In the conditions of example 1, using the same load, except that the acylation of benzene is carried out at a temperature of 35-40°C for 20 minutes After all described in example 1 procedures obtain 6.3 g of the target 1-acetyl-4-propenylbenzene (yield 35%, counting on taken ethylbenzene).

Example 6.

In the conditions of example 1, using the same load, except that the oxidation of 1-propionyl 4-ethylbenzene is carried out at a temperature of 75-80°C for 3 minutes After all described in example 1 procedures obtain 6.1 g of the target 1-acetyl-4-propenylbenzene (yield 33%, counting on taken ethylbenzene).

1. The way to obtain 1-acetyl-4-propenylbenzene 4-EtCOC₆H₄COMe from the causesa fact, as source use propionate and ethylbenzene in the environment of organic solvent, the reaction is carried out in the presence of anhydrous aluminum chloride at a temperature of 25-40°C for 20-60 min, with the formation of the intermediate product 1-propionyl 4-ethylbenzene, which is being allocated and then oxidized with potassium permanganate in aqueous solution magnesium nitrate at a temperature of 65-80°C for 3-5 h, forms a target product; selection last conducted by extraction with toluene, followed by recrystallization from n-hexane or petroleum ether.

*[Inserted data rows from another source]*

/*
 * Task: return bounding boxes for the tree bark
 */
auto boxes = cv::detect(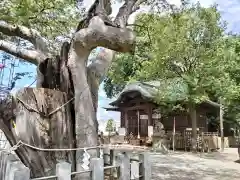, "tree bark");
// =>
[0,0,148,180]
[12,88,75,177]
[189,103,197,152]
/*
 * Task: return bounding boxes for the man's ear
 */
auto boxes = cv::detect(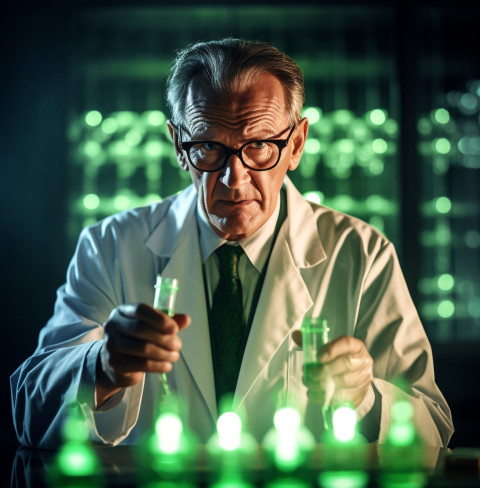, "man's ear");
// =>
[167,120,189,171]
[288,117,308,171]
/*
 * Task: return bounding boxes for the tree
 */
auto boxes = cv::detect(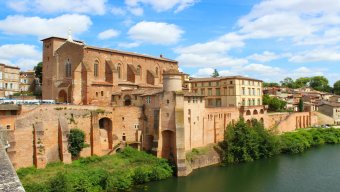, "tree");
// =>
[263,82,280,87]
[211,69,220,78]
[298,98,304,112]
[295,77,311,88]
[334,80,340,95]
[68,129,86,158]
[309,76,332,92]
[262,94,287,112]
[34,62,42,83]
[281,77,296,89]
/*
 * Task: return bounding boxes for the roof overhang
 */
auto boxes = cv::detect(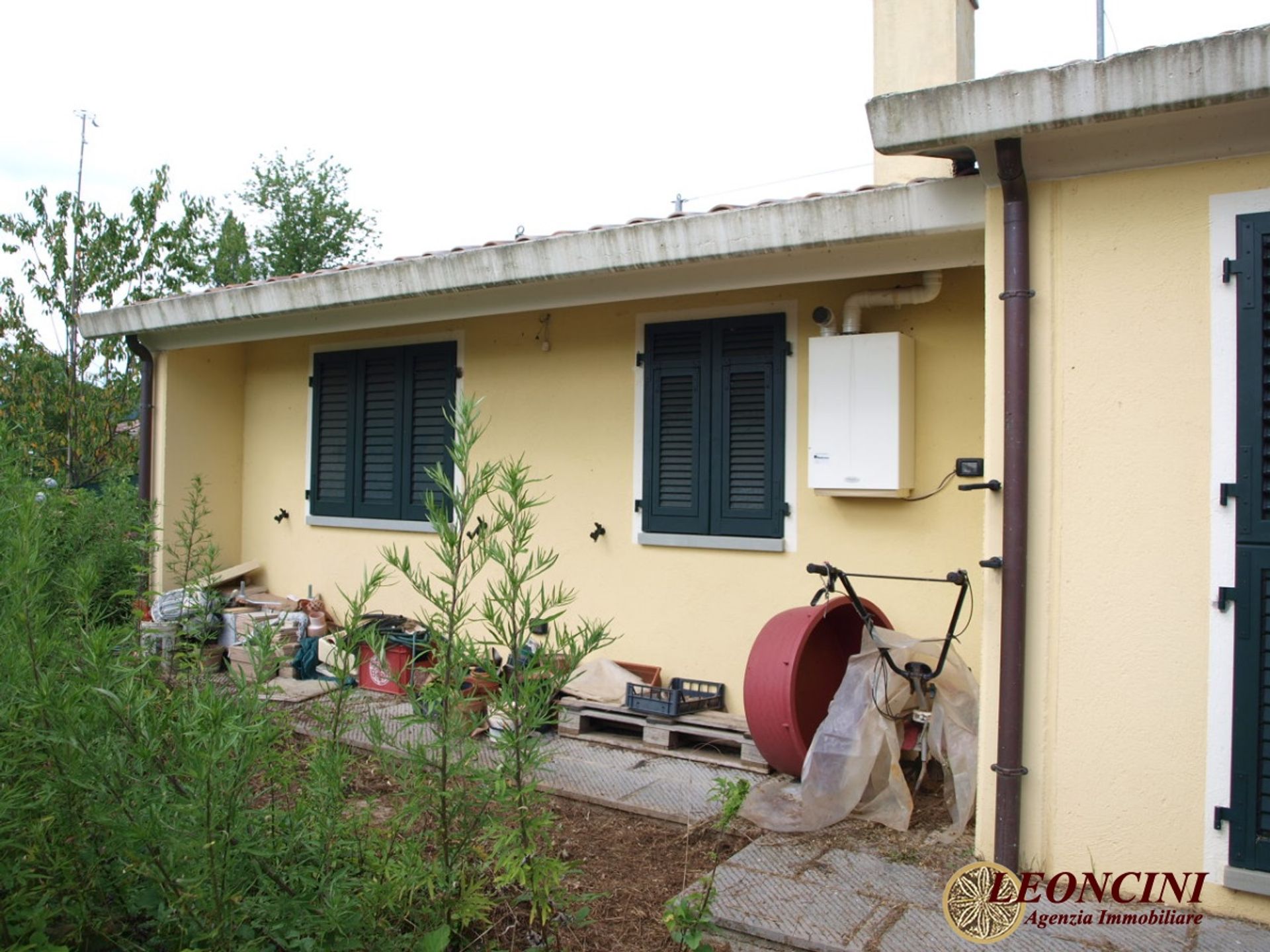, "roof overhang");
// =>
[866,25,1270,184]
[81,177,984,349]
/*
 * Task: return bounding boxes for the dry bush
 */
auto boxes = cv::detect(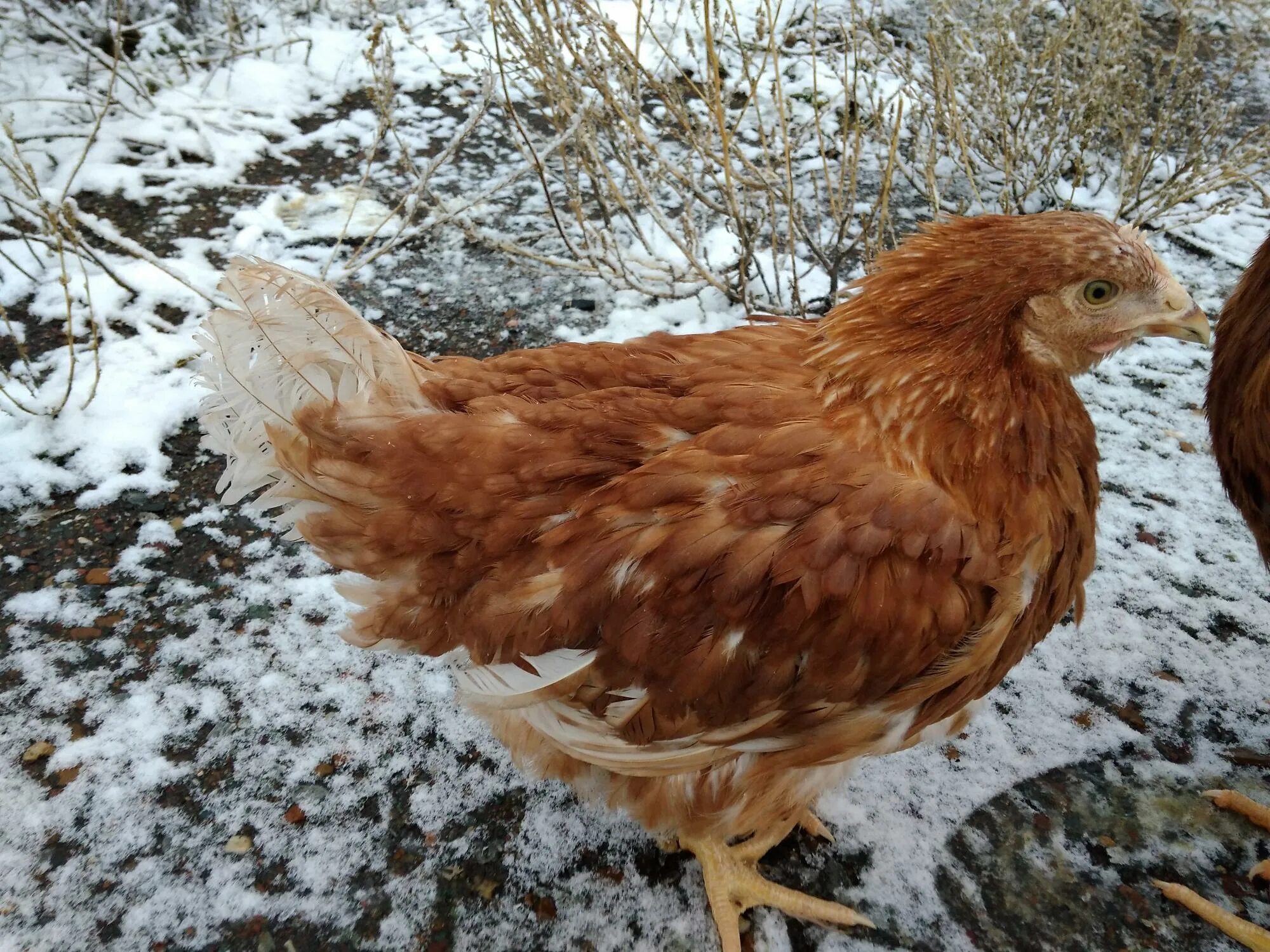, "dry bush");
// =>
[480,0,903,311]
[321,14,500,284]
[476,0,1270,311]
[895,0,1270,227]
[0,0,302,416]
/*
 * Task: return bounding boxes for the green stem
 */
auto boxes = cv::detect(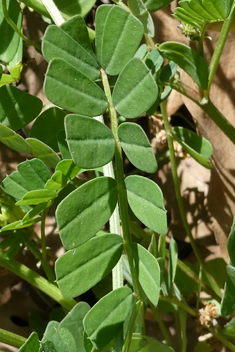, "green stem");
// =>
[95,116,124,290]
[0,252,77,311]
[2,0,41,53]
[100,68,144,328]
[17,230,55,282]
[149,301,174,349]
[42,0,65,26]
[204,8,235,99]
[160,101,220,300]
[208,328,235,352]
[167,81,235,144]
[159,296,198,317]
[0,329,27,348]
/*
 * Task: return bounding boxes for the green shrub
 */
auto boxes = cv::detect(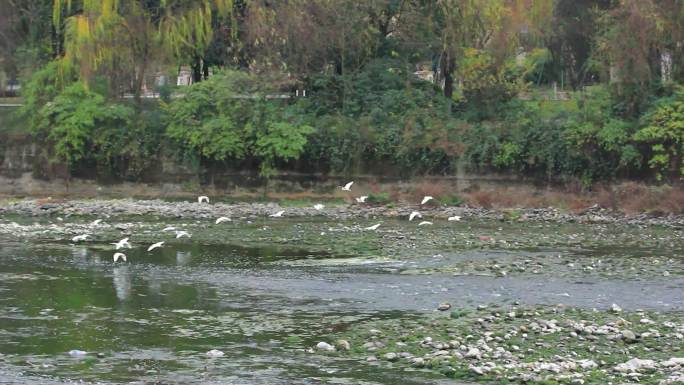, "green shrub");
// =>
[634,87,684,179]
[366,192,392,205]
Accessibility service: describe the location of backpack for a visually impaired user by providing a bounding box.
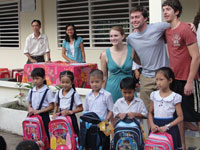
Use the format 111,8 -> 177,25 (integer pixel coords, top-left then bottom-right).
22,89 -> 49,150
79,112 -> 104,150
49,116 -> 78,150
112,117 -> 144,150
144,132 -> 174,150
49,92 -> 79,150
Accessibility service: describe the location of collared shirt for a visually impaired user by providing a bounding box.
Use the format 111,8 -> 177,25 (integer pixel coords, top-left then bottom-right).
113,97 -> 147,117
24,33 -> 50,56
55,88 -> 82,110
150,90 -> 182,118
84,88 -> 113,119
62,36 -> 83,63
26,85 -> 54,109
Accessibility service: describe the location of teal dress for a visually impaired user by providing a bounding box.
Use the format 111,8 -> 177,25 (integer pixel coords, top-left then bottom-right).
105,46 -> 133,102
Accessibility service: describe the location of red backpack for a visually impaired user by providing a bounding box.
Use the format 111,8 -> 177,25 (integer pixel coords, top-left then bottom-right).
144,132 -> 174,150
49,116 -> 78,150
49,92 -> 79,150
22,115 -> 49,150
22,89 -> 49,150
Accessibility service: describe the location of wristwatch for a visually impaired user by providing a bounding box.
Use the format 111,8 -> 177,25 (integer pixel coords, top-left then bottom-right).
165,123 -> 170,130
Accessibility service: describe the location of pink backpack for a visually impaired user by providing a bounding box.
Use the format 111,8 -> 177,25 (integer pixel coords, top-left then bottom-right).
22,115 -> 49,150
49,116 -> 78,150
144,132 -> 174,150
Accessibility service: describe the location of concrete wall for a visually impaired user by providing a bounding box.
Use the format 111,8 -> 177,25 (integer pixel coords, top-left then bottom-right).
0,0 -> 200,69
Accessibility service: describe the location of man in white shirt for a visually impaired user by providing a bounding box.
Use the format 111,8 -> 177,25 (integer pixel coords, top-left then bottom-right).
24,20 -> 51,64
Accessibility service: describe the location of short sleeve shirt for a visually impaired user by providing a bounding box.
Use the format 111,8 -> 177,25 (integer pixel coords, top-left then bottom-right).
62,36 -> 83,63
26,85 -> 54,109
24,33 -> 50,56
113,97 -> 147,117
127,22 -> 170,78
55,88 -> 82,110
84,88 -> 113,120
166,22 -> 197,80
150,90 -> 182,118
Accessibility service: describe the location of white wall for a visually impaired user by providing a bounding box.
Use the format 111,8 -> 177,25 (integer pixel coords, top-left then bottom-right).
0,0 -> 200,69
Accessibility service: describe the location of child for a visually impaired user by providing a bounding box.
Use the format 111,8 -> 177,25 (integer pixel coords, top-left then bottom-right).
148,67 -> 183,150
113,77 -> 147,120
16,140 -> 40,150
53,71 -> 83,135
84,69 -> 113,150
27,68 -> 54,142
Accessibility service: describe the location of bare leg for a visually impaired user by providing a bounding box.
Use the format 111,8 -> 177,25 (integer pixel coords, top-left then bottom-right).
184,122 -> 198,131
178,121 -> 186,150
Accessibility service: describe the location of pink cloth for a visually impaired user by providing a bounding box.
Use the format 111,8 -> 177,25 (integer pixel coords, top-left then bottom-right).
22,61 -> 97,88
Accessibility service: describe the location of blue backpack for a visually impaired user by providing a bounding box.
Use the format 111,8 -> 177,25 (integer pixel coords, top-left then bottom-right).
79,112 -> 104,150
112,118 -> 144,150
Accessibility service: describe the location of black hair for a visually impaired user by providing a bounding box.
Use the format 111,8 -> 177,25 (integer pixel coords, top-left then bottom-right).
65,23 -> 78,42
31,68 -> 47,84
16,140 -> 39,150
31,19 -> 41,26
162,0 -> 183,18
90,69 -> 103,80
130,6 -> 148,18
0,136 -> 7,150
156,67 -> 175,91
59,70 -> 76,91
120,77 -> 136,90
193,8 -> 200,29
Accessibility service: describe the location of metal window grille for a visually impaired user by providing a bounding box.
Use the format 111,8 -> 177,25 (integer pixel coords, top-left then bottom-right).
0,1 -> 19,48
56,0 -> 149,48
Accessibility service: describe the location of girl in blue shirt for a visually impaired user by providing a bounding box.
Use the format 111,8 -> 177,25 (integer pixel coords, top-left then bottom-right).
62,24 -> 85,63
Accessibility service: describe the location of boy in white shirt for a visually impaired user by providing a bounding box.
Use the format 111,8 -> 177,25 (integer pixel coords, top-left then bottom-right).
113,77 -> 147,120
84,69 -> 113,150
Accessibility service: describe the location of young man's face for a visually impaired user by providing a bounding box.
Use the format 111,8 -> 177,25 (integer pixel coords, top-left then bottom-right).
162,6 -> 179,23
131,11 -> 147,29
32,22 -> 41,33
121,89 -> 135,102
90,75 -> 103,92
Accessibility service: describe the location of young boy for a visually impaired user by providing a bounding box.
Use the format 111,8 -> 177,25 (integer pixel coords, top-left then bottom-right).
113,77 -> 147,120
162,0 -> 200,149
84,69 -> 113,150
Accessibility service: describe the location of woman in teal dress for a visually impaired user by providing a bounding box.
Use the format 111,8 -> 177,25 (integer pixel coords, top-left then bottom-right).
62,24 -> 85,63
101,26 -> 133,102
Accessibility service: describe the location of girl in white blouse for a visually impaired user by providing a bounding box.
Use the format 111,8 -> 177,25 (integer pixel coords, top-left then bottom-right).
148,67 -> 183,150
53,71 -> 83,135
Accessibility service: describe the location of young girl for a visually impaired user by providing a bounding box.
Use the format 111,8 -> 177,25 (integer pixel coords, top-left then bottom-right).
27,68 -> 54,141
62,24 -> 85,63
53,71 -> 83,135
148,67 -> 183,150
101,26 -> 133,102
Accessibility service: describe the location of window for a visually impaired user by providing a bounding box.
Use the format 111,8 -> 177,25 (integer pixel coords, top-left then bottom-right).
57,0 -> 149,48
0,1 -> 19,48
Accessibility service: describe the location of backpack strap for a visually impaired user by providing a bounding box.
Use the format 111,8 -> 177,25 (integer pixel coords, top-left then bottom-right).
30,89 -> 33,107
69,91 -> 76,110
57,90 -> 76,112
37,88 -> 49,110
57,90 -> 61,112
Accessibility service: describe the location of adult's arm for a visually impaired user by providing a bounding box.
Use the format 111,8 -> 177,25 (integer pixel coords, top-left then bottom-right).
25,53 -> 37,63
80,42 -> 86,62
62,47 -> 76,62
132,49 -> 141,65
184,43 -> 200,95
101,51 -> 108,88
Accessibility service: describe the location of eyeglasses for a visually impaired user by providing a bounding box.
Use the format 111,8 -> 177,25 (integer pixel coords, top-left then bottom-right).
67,29 -> 74,31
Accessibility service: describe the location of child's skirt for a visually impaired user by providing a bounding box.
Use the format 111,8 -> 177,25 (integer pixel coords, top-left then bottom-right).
39,112 -> 50,142
154,118 -> 182,150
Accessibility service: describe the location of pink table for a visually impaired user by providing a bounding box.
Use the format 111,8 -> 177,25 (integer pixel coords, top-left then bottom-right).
22,62 -> 97,88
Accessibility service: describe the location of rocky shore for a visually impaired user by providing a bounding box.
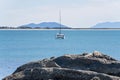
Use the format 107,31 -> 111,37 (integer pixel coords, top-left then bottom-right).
3,51 -> 120,80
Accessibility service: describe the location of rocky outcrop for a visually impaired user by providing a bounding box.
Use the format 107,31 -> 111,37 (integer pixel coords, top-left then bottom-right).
3,51 -> 120,80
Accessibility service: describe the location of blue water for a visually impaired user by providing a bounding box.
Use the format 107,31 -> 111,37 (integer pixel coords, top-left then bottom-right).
0,30 -> 120,79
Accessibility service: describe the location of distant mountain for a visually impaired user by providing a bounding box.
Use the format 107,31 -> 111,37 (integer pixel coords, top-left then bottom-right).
19,22 -> 70,28
91,22 -> 120,28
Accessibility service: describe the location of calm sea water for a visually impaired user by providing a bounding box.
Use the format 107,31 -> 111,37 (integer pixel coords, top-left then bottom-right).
0,30 -> 120,79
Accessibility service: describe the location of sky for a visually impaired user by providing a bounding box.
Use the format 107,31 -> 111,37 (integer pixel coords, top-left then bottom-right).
0,0 -> 120,28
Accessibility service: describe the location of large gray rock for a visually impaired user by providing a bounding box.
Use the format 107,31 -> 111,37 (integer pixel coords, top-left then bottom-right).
3,51 -> 120,80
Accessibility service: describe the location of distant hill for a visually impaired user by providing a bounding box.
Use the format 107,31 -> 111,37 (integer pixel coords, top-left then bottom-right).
91,22 -> 120,28
19,22 -> 70,29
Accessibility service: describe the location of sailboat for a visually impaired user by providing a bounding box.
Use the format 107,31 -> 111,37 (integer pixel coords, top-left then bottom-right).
56,11 -> 65,39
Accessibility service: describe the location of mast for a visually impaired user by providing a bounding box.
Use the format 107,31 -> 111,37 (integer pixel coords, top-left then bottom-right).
59,10 -> 62,34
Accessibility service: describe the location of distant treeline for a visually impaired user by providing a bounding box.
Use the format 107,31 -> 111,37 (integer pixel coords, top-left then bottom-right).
0,26 -> 71,29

2. The method according to claim 1, characterized in that the source components are taken in a molar ratio of ethylbenzene:propionate:aluminium chloride anhydrous, equal(0,5-1,5):(0,5-1,5):(1-2,5) (preferably 1:1:1.5) and concentrations of reagents of 0.5-1.5, 0.5 to 1.5, 1-2,5 mol/l, respectively (preferably 1.1 and 1.5 mol/l), and the oxidation of 1-propionyl 4-ethylbenzene is carried out at a molar ratio of reagents 1-propionyl 4-ethylbenzene:permanganate of potassium nitrate magnesium shestibalny=(0,5-1,5):(0,5-1,5):(0,5-1,5) (preferably 1:1.1:1) and concentration of 1-propionyl 4-ethylbenzene and nitrate magnesium setevogo 0.3 to 0.4, 0.3 to 0.5 mol/l, respectively (preferably of 0.35 and 0.39 mol/l).

3. The method according to claim 1, characterized in that the organic solvents used benzene and dichloromethane.

4. The method according to claim 1, ex is different, however, what is the maximum yield of 1-acetyl-4-propenylbenzene is achieved by observing the following order of process: to a solution of propionitrile and anhydrous aluminium chloride in dichloromethane add ethylbenzene.